# common grace vs. special grace?



## thistle93 (Jan 29, 2010)

Hi! I am really interested in the topic of common grace vs. special grace. I am looking for any books that deal with this subject and specifically how it might relate to the following issues:

1) That while unregenerate people are totally depraved they are not utterly depraved meaning they are as bad as they could be. (common grace)

2) How totally depraved people can do such outwardly moral good things (common grace) but since they do not do them for the glory of God, even their so called goodness is really sinful in the eyes of God. A perfect example is all that non-Christians are doing in Haiti.

3) How those that are totally depraved are blind to God until He regenerates them (special grace) yet in Romans 1 it says that all are without excuse because God has revealed Himself to the whole world and they suppress it (common grace). 

4) Universal free offer of the Gospel (common) and election (special)
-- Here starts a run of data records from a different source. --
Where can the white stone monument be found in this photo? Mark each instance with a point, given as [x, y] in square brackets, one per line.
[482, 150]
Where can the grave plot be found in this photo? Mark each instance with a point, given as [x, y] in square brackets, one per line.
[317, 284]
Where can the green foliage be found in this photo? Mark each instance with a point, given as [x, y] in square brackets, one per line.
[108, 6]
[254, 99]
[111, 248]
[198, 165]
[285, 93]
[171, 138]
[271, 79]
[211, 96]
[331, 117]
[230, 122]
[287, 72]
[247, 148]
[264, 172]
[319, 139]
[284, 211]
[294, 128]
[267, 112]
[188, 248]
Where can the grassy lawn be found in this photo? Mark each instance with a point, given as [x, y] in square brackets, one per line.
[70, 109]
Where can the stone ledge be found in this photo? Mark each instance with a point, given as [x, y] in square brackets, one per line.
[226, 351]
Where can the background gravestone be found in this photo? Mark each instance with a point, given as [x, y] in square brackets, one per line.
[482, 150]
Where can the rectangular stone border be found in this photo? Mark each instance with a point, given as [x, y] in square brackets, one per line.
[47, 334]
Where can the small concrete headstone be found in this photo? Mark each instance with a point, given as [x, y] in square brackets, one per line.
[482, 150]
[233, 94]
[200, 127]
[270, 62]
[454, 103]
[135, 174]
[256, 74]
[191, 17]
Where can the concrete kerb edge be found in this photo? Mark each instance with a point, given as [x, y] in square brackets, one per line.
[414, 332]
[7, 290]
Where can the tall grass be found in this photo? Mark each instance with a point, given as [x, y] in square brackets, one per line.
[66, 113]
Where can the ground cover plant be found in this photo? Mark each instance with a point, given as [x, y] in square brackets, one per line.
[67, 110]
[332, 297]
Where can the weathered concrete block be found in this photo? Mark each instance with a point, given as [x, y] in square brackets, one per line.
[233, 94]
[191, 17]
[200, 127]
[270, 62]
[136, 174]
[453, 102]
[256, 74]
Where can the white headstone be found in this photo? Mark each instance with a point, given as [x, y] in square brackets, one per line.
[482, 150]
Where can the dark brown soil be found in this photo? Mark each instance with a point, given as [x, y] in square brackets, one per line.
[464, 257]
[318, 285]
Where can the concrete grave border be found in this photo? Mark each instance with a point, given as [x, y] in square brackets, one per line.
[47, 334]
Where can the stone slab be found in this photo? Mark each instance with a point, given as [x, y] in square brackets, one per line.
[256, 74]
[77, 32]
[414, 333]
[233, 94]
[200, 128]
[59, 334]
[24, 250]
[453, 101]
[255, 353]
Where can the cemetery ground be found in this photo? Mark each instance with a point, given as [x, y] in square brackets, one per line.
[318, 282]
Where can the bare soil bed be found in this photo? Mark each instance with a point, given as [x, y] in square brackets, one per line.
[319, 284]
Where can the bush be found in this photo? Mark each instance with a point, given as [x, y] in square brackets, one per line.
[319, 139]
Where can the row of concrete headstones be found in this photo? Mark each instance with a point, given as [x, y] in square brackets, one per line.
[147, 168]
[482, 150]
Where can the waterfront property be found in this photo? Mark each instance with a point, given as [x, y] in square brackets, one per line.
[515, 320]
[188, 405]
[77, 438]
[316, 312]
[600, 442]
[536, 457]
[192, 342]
These seem to be things that are confusing to people and I would like some resources on the issue. Any book recommendations would be greatly appreciated. 

Thank you!

For His Glory-
Matthew Wilson


----------



## thistle93 (Jan 29, 2010)

Thank you for your clarification!


----------



## coramdeo (Jan 29, 2010)

I agree with recommending Boettner's The Reformed Doctrine of Predestination,
as I am just finishing it and found it to be most enlightening on that topic as well as a host of others.


----------



## TeachingTulip (Jan 29, 2010)

thistle93 said:


> Hi! I am really interested in the topic of common grace vs. special grace. I am looking for any books that deal with this subject and specifically how it might relate to the following issues:
> 
> 1) That while unregenerate people are totally depraved they are not utterly depraved meaning they are as bad as they could be. (common grace)
> 
> ...





Here is a link to several articles produced by the PRCA on the subject of "common grace" that you will find very helpful:

Pamphlets and Articles


----------



## Backwoods Presbyterian (Jan 29, 2010)

I would also recommend Gary North's book on Common Grace.


----------



## TeachingTulip (Jan 29, 2010)

Backwoods Presbyterian said:


> I would also recommend Gary North's book on Common Grace.



Ugh . . .


----------



## Southern Presbyterian (Jan 30, 2010)

How about the term "collateral grace"?


----------



## Scott1 (Jan 30, 2010)

> 1) That while unregenerate people are totally depraved they are not utterly depraved meaning they are as bad as they could be. (common grace)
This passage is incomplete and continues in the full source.